Los aparatos de inteligencia militar de México y Estados Unidos han comenzado a identificar un crecimiento de células de “narcopescadores”. Por ejemplo, hay narcopiratas en el Golfo de México dedicados a entrar a aguas estadounidenses para pescar ilegalmente el huachinango aprovechando que ahí los cardúmenes son más abundantes; luego, etiquetan esos pescados como productos mexicanos con ayuda de empresas fachada del Cártel del Golfo y los exportan de regreso a Estados Unidos para cobrar en dólares.

“Esta actividad les hace ganar millones al año por cada lancha y también provoca la muerte de otras especies marinas que son atrapadas accidentalmente”, denunció el Departamento del Tesoro estadounidense mediante un comunicado de prensa del 26 de noviembre de 2024. En éste, La Burra, El Chivo, Mayelo, Samorano y El Borrado quedaron integrados a la lista negra de la Oficina de Control de Bienes Extranjeros de Estados Unidos que los cataloga como peligrosos criminales y, probablemente en un futuro cercano, terroristas a los que hay que cazar.

El cerco sobre esos cinco pareció estrecharse aún más hace unos días: el 4 de febrero, luego de la llamada entre la presidenta Claudia Sheinbaum y Donald Trump –para evitar una guerra arancelaria–, el gobierno de México reveló a dónde mandaría los 10 mil integrantes de la Guardia Nacional que prometió desplegar en la frontera norte. Entre los 18 destinos había lugares esperados como Tijuana o Ciudad Juárez, pero uno resultó casi una extrañeza geográfica para los mexicanos.
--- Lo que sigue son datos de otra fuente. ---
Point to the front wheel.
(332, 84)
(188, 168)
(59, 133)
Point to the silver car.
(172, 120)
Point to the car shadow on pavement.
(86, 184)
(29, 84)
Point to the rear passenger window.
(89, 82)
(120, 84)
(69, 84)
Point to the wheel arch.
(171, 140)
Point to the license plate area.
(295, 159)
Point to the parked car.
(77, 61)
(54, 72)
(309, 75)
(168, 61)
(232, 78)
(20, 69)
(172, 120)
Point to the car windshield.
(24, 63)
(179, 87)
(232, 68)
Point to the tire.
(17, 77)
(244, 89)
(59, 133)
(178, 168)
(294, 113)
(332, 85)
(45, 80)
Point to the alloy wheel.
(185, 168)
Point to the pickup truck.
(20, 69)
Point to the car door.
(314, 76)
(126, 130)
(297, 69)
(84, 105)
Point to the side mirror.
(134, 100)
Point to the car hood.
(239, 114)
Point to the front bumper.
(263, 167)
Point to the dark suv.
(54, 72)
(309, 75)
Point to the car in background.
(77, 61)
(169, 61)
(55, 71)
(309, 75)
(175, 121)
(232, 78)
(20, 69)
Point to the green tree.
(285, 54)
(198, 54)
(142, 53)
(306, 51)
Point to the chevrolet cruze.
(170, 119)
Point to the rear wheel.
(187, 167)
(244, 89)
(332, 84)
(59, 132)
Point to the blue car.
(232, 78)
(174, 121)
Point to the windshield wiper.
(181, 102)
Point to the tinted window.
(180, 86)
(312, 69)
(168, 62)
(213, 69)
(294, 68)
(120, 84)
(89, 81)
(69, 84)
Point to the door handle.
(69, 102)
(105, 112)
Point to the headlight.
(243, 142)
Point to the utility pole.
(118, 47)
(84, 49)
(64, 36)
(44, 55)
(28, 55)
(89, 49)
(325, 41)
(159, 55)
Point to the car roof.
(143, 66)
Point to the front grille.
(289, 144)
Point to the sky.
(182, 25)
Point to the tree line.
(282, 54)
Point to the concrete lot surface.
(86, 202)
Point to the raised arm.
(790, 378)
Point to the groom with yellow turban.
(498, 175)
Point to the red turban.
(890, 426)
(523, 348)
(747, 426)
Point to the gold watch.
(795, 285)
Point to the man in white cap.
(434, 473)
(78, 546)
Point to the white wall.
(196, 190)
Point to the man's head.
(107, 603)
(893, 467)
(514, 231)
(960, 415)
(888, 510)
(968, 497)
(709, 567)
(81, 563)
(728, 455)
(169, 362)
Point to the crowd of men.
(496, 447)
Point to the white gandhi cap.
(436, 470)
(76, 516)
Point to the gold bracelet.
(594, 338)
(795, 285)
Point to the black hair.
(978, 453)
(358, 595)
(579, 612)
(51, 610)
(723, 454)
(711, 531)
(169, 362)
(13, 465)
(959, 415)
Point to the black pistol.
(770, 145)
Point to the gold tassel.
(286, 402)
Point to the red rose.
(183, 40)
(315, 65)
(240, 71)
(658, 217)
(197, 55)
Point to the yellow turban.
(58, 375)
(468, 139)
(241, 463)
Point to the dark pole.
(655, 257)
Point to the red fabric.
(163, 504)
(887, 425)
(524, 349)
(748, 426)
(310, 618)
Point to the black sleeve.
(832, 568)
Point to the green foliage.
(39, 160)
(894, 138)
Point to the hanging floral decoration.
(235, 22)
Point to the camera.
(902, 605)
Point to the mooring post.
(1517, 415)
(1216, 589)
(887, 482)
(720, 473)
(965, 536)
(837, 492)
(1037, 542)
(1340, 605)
Los militares irán, por fin, a la recóndita Playa Bagdad, el centro de operaciones del tráfico del tiburón toro.

Por primera vez, los “narcopiratas” navegan un mismo mar, pero con dos nombres: su plaza ahora se llama el Golfo de México o el Golfo de América, la señal de que se les han juntado los enemigos.

Una tromba les avecina y esta vez los vientos no soplan a su favor.